Lumpy red raised skin that usually resolves quickly. Although usually present on younger dogs, these lumps can appear on dogs of all ages and should always be aspirated, to avoid confusing them with a possible malignancy.
These are generally spotted around the anal area (perianal) or under the skin (sebaceous). Whilst the sebaceous adenomas usually cause nothing more than irritation, the perianal area can be a more common location for malignant lumps, so these must always be seen to by a vet.
Usually the lumps that are more firm to feel. They can appear similar to malignant lumps, so these are usually removed as a precautionary measure.
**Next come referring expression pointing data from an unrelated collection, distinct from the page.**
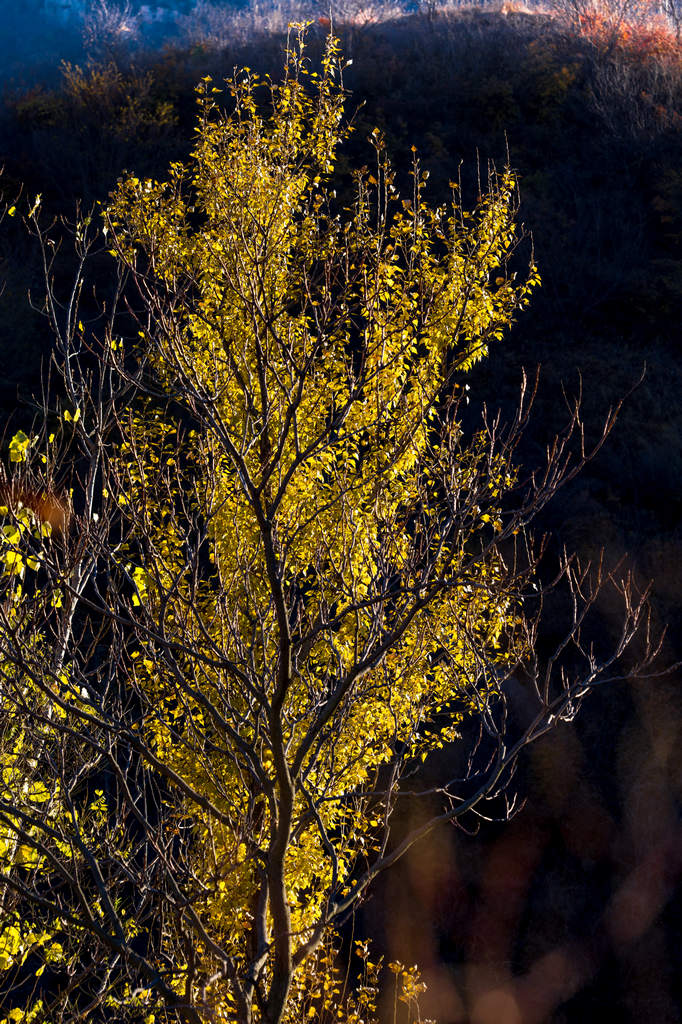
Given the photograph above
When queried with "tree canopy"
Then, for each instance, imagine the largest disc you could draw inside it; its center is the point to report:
(283, 574)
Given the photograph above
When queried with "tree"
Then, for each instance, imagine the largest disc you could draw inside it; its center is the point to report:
(284, 576)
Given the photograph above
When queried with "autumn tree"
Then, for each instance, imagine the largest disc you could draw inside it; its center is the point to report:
(283, 577)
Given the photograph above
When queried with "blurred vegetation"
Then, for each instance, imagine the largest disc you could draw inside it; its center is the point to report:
(587, 108)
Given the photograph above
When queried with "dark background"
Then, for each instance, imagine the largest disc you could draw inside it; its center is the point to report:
(571, 911)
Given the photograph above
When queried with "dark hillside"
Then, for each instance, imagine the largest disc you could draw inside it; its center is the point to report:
(572, 912)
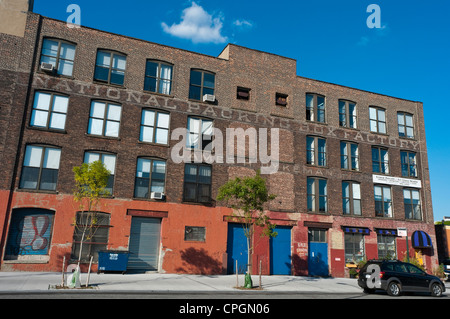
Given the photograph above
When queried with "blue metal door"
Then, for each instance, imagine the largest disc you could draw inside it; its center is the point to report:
(280, 251)
(145, 239)
(318, 259)
(237, 249)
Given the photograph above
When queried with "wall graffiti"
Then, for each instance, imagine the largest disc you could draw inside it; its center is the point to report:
(30, 232)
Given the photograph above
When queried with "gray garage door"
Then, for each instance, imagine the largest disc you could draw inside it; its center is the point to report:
(145, 237)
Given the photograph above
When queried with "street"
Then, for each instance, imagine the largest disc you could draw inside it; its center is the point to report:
(238, 295)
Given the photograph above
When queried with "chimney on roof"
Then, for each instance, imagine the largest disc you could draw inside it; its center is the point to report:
(13, 16)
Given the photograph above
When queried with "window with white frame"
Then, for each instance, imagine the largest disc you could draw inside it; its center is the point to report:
(377, 119)
(40, 168)
(354, 247)
(158, 77)
(104, 119)
(49, 111)
(60, 54)
(317, 197)
(409, 164)
(154, 127)
(316, 151)
(411, 199)
(386, 247)
(150, 177)
(109, 160)
(405, 125)
(197, 183)
(383, 201)
(110, 67)
(200, 132)
(380, 160)
(349, 156)
(347, 114)
(201, 83)
(315, 108)
(351, 198)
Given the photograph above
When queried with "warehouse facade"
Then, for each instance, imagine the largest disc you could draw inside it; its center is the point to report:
(351, 166)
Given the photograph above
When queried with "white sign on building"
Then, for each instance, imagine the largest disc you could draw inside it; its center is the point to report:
(397, 181)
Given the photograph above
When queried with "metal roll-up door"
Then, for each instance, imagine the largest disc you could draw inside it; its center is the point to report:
(145, 237)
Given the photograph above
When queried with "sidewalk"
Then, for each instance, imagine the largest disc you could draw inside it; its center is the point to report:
(154, 282)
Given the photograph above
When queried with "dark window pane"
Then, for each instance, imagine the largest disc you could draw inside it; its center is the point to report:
(141, 188)
(30, 176)
(195, 92)
(190, 192)
(117, 77)
(208, 91)
(152, 69)
(208, 80)
(196, 77)
(48, 179)
(204, 194)
(101, 74)
(150, 84)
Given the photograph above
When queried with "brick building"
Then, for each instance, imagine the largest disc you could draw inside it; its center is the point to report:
(352, 164)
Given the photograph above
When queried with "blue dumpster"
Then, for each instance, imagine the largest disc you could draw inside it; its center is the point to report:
(112, 260)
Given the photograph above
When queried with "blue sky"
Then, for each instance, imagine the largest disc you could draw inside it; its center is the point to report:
(408, 57)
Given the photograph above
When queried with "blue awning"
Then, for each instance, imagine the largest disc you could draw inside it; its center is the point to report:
(388, 232)
(421, 239)
(356, 230)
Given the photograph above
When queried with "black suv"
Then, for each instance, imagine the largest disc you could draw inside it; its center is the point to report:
(396, 277)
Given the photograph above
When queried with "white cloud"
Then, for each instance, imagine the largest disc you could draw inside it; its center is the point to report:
(243, 23)
(197, 25)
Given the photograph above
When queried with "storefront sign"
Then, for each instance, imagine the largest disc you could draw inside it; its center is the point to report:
(398, 181)
(402, 232)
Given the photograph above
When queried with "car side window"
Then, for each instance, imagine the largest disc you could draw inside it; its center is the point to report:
(389, 267)
(414, 270)
(400, 268)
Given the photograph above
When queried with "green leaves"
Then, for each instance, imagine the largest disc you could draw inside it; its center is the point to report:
(249, 193)
(90, 181)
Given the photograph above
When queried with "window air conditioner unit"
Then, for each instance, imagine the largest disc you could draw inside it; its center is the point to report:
(156, 195)
(209, 98)
(48, 67)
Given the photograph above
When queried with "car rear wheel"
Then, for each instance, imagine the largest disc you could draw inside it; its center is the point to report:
(436, 290)
(394, 289)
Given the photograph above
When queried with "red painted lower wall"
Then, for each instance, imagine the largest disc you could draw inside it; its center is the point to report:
(209, 257)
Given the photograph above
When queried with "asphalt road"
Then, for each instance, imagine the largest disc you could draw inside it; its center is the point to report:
(176, 297)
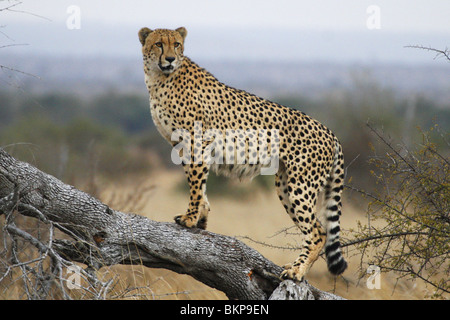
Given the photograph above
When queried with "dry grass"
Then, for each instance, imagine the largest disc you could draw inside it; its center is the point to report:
(257, 219)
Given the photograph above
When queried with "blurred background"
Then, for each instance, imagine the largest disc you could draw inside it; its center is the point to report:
(73, 100)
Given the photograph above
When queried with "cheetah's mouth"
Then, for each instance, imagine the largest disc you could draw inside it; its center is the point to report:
(166, 69)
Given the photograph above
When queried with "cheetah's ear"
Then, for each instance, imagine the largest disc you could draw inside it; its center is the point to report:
(182, 31)
(143, 34)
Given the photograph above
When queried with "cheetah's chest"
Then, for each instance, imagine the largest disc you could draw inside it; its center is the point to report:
(162, 120)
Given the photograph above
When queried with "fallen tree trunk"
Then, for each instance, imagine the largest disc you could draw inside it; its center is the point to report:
(103, 236)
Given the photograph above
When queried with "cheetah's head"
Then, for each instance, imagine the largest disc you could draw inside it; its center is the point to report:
(162, 49)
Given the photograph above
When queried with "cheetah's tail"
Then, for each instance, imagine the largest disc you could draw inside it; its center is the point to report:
(333, 191)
Sometimes, unfortunately, the funny lump is a nasty one. If the lump you have checked out is diagnosed as cancerous, there are a range of treatments, and if caught early, many can have great curative outcomes.
Cancerous Lump Diagnoses
Mast Cell tumours
These do not always have a particular look or feel, so any lump must be checked out, to test for this type of tumour.
These are generally localised and felt under the skin. Because they can appear similar to lipomas, aspirates are critical to deciphering between the two. Removed earlier, prevents larger areas having to be removed to ensure the cancer is completely gone.
Despite popular belief, these melanomas are not really linked to sun exposure, and are generally less devastating that human melanomas. They are dark spots, mostly seen on mouth and leg area, and can be either benign or malignant. It is always best to remove these as soon as possible.
This is one of the many reasons why I advocate for spaying female dogs. Mammary carcinomas are far more likely to present in non-spayed females. Surgery is invariably recommended, whereby the glands are removed and if necessary, chemotherapy may be appropriate. Note that not all mammary lumps are malignant, however, it is recommended that they be removed. Almost all male mammary lumps are however malignant and will require immediate attention.
This article is not meant to scare you, and send you all lining up to the vet, but, it is worthwhile becoming aware of the different types of lumps our pets. Knowledge is power, and so it can be invaluable knowing which lumps are potentially more harmful than others. Keeping an eye on our pet’s bodies over time can help us to recognise something early, and, if necessary, treat it quickly with the least invasion. So, have a chat with your trusted vet if you notice a lump and get to know your pet’s body. The more we are aware of, the more action we can take to protect our beloved pets from harm.